'March Of The War Mage' Is A Rowdy Battle Song By Louisville Trash Prog Band Isolation Tank Ensemble

Sep 29, 2021 at 12:07 pm
Isolation Tank Ensemble  |  Photo by Kathryn Harrington
Isolation Tank Ensemble | Photo by Kathryn Harrington

In the heart of the lockdown last year, Isolation Tank Ensemble released “March Of The War Mage,” a song that feels like it now has a place within our post-pandemic world with its sense of approaching uneasiness, its unexpected turns at unexpected corners. For a band that violinist Kirstyn Blandy says doesn’t want to take itself “too seriously,” they’ve certainly created a serious listening experience.

“We wanted something different, something loud, something rowdy,” Blandy says. “Life throws everyone lots of curveballs: you can wake up in a great mood and come to the end of your day confused and wondering what just happened. ‘War Mage,’ in a lot of ways, was going into uncharted territory, challenging ourselves to stitch musical motifs together into a tangible experience, a musical voyage. For me, it’s a battle song. It takes on sorrow, despair, longing, madness and a final triumph of victory as we overcome them. When we go to battle against the War Mage, we are battling ourselves, our perceived shortcomings, a future that perhaps used to seem a lot brighter.”

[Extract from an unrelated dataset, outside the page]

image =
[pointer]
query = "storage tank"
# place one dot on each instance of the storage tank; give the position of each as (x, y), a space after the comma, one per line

"March Of War Mage” begins appropriately enough, with a slow, almost sinister buildup of banging drums, violins and horns that immediately evokes a forbidding sense that something is definitely on the move and headed this way. There are several movements over the course of the seven minute epic, from chaotic thrashing to symphonic crescendos and peaceful intermission that wind the track down before the inevitable trample back into the war mage’s final leg. A song like this, especially such a roving, exploratory instrumental one, is hard to put into precise, definable terms but, if you wanted, you could call it, according to the band itself, “trash prog.”

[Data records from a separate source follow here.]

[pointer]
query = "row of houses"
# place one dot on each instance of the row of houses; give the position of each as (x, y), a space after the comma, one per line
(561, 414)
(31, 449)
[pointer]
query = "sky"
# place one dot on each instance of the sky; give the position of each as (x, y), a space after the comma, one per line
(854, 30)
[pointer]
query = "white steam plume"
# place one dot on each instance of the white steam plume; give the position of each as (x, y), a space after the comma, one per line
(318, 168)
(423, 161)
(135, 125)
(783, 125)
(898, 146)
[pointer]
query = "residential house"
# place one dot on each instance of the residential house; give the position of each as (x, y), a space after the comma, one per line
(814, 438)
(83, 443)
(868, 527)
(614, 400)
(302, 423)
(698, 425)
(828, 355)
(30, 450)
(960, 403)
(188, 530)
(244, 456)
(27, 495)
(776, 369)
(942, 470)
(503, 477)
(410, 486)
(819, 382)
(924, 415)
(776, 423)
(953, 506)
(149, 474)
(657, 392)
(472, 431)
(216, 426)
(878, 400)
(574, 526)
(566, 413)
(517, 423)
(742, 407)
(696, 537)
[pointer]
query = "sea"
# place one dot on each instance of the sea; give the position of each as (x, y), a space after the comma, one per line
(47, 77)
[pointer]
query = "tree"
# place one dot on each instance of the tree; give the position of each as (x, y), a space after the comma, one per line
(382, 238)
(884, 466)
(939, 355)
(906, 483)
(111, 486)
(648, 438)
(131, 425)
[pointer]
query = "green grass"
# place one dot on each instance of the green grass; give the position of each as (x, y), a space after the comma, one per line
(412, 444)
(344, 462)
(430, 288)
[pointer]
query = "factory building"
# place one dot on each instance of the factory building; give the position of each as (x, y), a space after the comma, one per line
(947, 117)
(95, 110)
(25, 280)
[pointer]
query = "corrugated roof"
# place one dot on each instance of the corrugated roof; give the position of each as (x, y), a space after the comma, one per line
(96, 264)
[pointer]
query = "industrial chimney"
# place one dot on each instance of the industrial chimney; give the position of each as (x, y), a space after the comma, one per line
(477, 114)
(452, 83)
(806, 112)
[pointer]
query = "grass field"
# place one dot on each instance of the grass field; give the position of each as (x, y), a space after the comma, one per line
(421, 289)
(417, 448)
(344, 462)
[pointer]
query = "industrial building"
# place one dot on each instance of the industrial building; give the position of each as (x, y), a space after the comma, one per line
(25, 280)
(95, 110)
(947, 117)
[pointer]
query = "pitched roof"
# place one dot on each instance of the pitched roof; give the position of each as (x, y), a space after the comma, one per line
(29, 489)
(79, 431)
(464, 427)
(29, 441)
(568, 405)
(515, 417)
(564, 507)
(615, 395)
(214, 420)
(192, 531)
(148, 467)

Mateo Barnett, the band’s electric mandolinist, says “War Mage” was a concentrated effort on the entire band’s part. “I think most of our music comes about as a conversation with each other, and this one was created that way also. Sometimes folks have a vision for the tone and journey of the song, but this one came about with mostly everyone fucking around in the practice space and finding those ‘ah-ha’ moments together. I had two main riffs from an old, dead song, and one week no one but our guitar plater Andrew could make practice, so he and I sat face to face and made jokes and worked on riffs and built the basic skeleton of the song that came to be what it is now.”

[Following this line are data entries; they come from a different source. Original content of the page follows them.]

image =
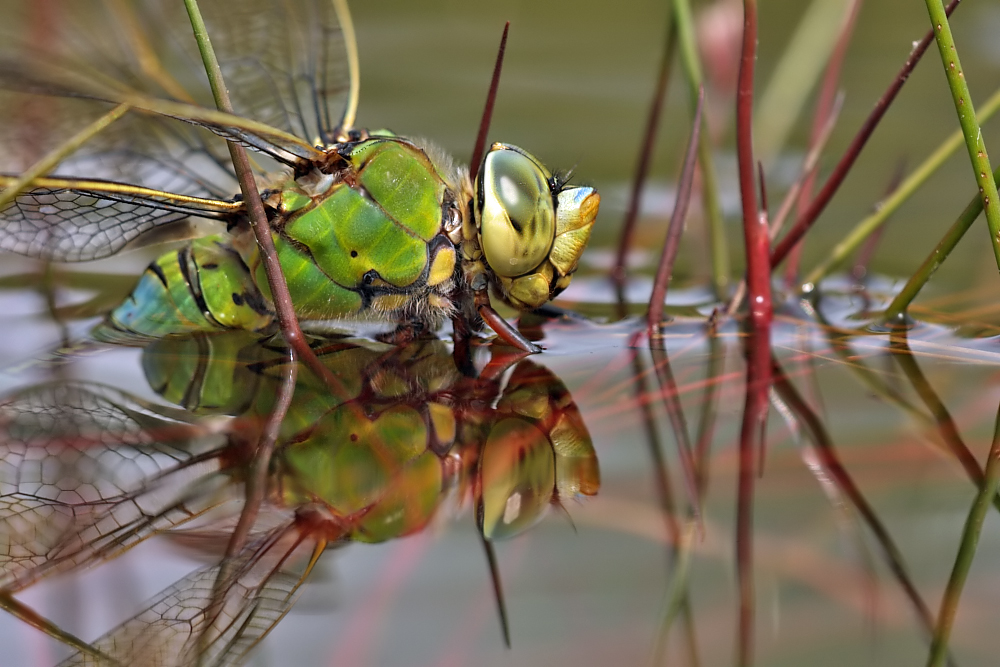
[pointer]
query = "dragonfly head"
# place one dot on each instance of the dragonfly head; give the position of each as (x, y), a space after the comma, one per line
(532, 227)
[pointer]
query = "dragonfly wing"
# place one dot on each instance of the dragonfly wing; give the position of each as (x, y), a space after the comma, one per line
(285, 62)
(87, 472)
(214, 616)
(74, 220)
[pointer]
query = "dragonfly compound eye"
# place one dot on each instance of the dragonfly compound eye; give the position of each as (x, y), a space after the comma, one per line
(517, 219)
(531, 234)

And, according to Barnett, there is a small Easter egg hidden in “War Mage.” If you know how to read Morse code, that is. “The first pass that Matt [Clayton], who plays synth, did for a rough recording had a part in a very quiet lonely spot that I noted sounded like Morse cod,e and I said it made me feel like a survivor’s capsule drifting into deep space, sending out a distress signal that may never be picked up. And then Matt actually wrote a Morse code part for it that we put in the song.”